Australia's energy policy is a great example to the world, according to the US coal industry.
At a Trump administration panel on fossil fuels - marked by protest and heckling - at the UN climate conference in Bonn, Peabody Energy's head of coal power and emissions technology Holly Krutka applauded Australia for having changed the conversation over coal.
The Turnbull government's national energy guarantee would return balance to energy developments, she said.
It had put high-efficiency coal and carbon capture and storage back in the discussion in Australia, where Peabody has nine mines.
"I think that that is one example of a place where that had fallen off the table as an option and now is back on," Dr Krutka told the audience.
"They're not giving up on their emissions goal but they are going to look at technologies that are affordable and that are reliable and can meet emissions."
The government's new policy requires electricity retailers to buy a portion of power from reliable sources and another portion from generators below an emissions threshold, but needs agreement from the states to make it happen.
Dr Krutka's comments are likely to buoy conservative backbenchers who insisted Malcolm Turnbull come up with something that would encourage coal investment.
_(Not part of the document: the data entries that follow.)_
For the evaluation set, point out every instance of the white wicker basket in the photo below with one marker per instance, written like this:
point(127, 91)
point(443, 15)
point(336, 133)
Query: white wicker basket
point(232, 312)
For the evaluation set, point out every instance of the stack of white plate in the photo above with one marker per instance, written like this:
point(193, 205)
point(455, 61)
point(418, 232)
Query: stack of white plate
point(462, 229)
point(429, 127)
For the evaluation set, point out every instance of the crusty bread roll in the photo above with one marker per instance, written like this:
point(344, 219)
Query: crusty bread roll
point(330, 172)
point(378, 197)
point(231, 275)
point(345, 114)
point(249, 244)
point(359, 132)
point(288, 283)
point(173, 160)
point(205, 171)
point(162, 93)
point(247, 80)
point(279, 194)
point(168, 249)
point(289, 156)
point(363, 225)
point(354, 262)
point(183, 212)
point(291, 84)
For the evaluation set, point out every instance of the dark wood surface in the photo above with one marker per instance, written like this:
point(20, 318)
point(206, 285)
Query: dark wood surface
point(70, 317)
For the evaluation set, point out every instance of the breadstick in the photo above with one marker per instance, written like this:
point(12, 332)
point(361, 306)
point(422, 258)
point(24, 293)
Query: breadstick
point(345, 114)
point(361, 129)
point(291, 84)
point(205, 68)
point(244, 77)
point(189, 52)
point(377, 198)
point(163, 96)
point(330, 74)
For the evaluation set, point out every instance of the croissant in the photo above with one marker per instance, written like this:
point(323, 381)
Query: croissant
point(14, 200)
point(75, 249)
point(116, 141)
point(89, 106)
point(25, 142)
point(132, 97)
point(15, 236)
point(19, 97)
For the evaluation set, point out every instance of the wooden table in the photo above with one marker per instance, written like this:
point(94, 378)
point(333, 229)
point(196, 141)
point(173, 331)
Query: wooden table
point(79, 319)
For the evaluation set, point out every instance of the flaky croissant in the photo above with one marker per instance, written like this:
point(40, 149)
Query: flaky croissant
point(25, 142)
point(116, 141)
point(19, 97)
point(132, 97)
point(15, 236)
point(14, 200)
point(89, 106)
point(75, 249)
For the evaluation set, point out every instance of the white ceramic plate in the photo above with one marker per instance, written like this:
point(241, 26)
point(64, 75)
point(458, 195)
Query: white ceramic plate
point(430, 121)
Peabody spokesman Vic Svec later told AAP financing and construction for coal power continued substantially around the world.
"We couldn't predict the ultimate direction of new coal plants in Australia but it is clear that fuel choices matter and policies matter," he said.
"It is very healthy to see a true debate on the cost, reliability and benefits of those elements for Australia's consumers."
Energy Minister Josh Frydenberg said reducing emissions through more efficient thermal generation would be important for all countries to meet the Paris agreement.
"Coal will remain an important part of Australia's energy mix along with gas, hydro, wind and solar in providing an affordable and reliable energy system," he told AAP.
The COP23 event led by President Donald Trump's environment advisor David Banks has attracted a great deal of attention at the climate talks for its theme of how fossil fuels could help the world deal with climate change.
People queued for about two hours to get in amid tight security.
Nevertheless, 15 minutes after it started, the panel was interrupted by nearly 100 singing youth activists.
"We see right through your greed, it's killing all across the world for that coal money and we proudly stand up until you keep it in the ground," went their adaptation of Lee Greenwood's song God Bless the USA.
After they left, the room filled back up again but the new audience, although quieter, was by no means less hostile to the panel's viewpoints.
The final questioner demanded each presenter give a yes or no answer to whether they supported Mr Trump's announcement he would pull the US out of the Paris deal for climate action.
Nuclear company NuScale Power's Lenka Kollar and natural gas developer Tellurian's Amos Hochstein - who worked for the Obama administration - both disagreed with the president.
US Energy Association head Barry Worthington said the deal wasn't needed.
"We're achieving the emissions reductions goals without having the regulatory burden, we're doing it for other reasons," he said, citing pressure from investors, customers and employees.
Mr Hochstein thanked those who stayed to hear them out.
"If we really care about climate change then we have to stop siloing ourselves into communities where we talk to ourselves," he said.